Wednesday 27 January 2021

Snow

It caught us quite by surprise on Sunday, with two inches falling in an hour. Equally swift were the flurry (if you’ll forgive the expression) of images from all parts on social media. We had to be quick to capture the Narnia-like perfection before it was gone, and there is something in that haste. It amazed and cheered us.

One of the Fathers remarked as it fell, that the snow makes everything quiet, it softens the edges, everything stops and the light changes to a comforting, bright glow. The poem of the Belfast-born poet, Louis MacNiece also comes to mind. He remarks on the incongruity of ordinary things against the snow, transfigured in its light. That blanket of snow, which covers everything outside, just highlights the plurality of things within — he experiences for a moment “the drunkenness of things being various.” Perhaps MacNeice himself witnessed such sudden snow-falls from his window at Merton, though I am not so sure he would be one for Instagramming it.

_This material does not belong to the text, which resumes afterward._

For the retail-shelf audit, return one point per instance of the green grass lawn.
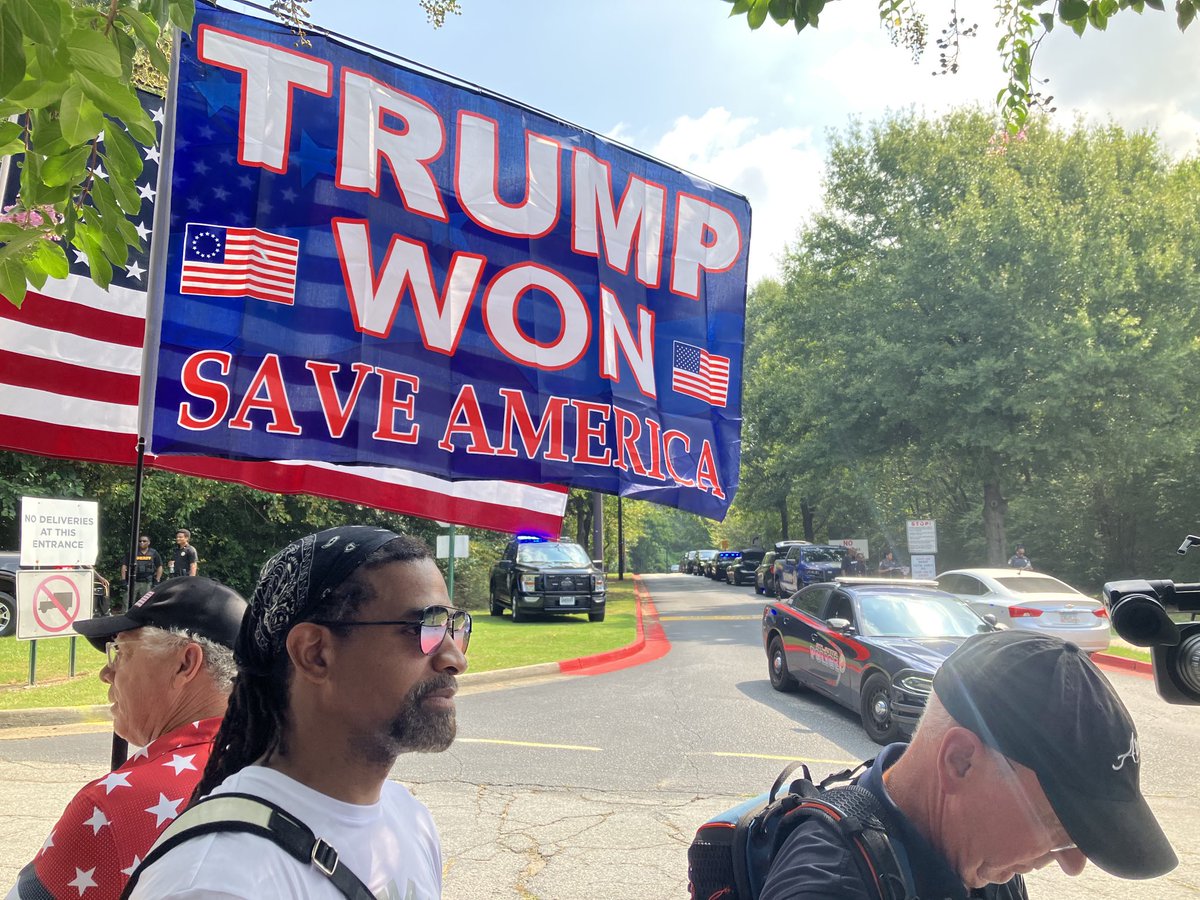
(495, 643)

There is something of a parable in all this snow, which speaks about God’s action in our life. The snow comes so silently and, despite the predictions of the Met Office, as a surprise. It brings joy, elicits a sense of wonder, and brings out the child in even the most grown-up of grown-ups. Its brightness and quietness seem to make everything new, clean and simple — almost miraculous. But the snow is passing. The clouds part, and the day moves on and by tea time it is melted, yet surely something of the memory, of the wonder remains.

Grace doesn’t just cover the ordinary and the corrupt in a blanket of snow, but rather, it works from the inside out. Sometimes in the spiritual life God allows us little moments like a snowfall. Perhaps the grace of a good confession, a sense of consolation or wonder at the reception of communion, or the joy and elation at the liturgy or a procession. Perhaps it is in the quiet moments of prayer when we feel his closeness and can open our heart to his. Whatever the moment, however fleeting, the wonder and the consolation are proof enough that God’s action is working a small miracle in us several times in every day. We just have to be alert to it.

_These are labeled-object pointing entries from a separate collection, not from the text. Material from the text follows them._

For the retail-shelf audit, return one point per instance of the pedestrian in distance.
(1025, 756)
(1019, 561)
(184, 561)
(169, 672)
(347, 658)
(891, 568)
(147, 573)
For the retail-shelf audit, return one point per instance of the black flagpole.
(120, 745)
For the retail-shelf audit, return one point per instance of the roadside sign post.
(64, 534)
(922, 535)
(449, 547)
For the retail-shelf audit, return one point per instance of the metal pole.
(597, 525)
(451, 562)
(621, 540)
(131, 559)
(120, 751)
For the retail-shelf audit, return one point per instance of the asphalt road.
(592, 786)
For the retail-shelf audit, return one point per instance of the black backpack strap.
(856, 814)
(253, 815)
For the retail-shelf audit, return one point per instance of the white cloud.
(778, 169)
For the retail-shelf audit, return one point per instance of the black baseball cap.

Perhaps in these coming days as we welcome the time before Lent, we can try and be attentive to those many little miraculous moments God will give us if we allow allow him to, when we can welcome with surprise the fact that he is closer to us than we are to ourselves.

Snow

The room was suddenly rich and the great bay-window was
Spawning snow and pink roses against it
Soundlessly collateral and incompatible:
World is suddener than we fancy it.

World is crazier and more of it than we think,
Incorrigibly plural. I peel and portion
A tangerine and spit the pips and feel
The drunkenness of things being various.

And the fire flames with a bubbling sound for world
Is more spiteful and gay than one supposes—
On the tongue on the eyes on the ears in the palms of one's hands—
There is more than glass between the snow and the huge roses.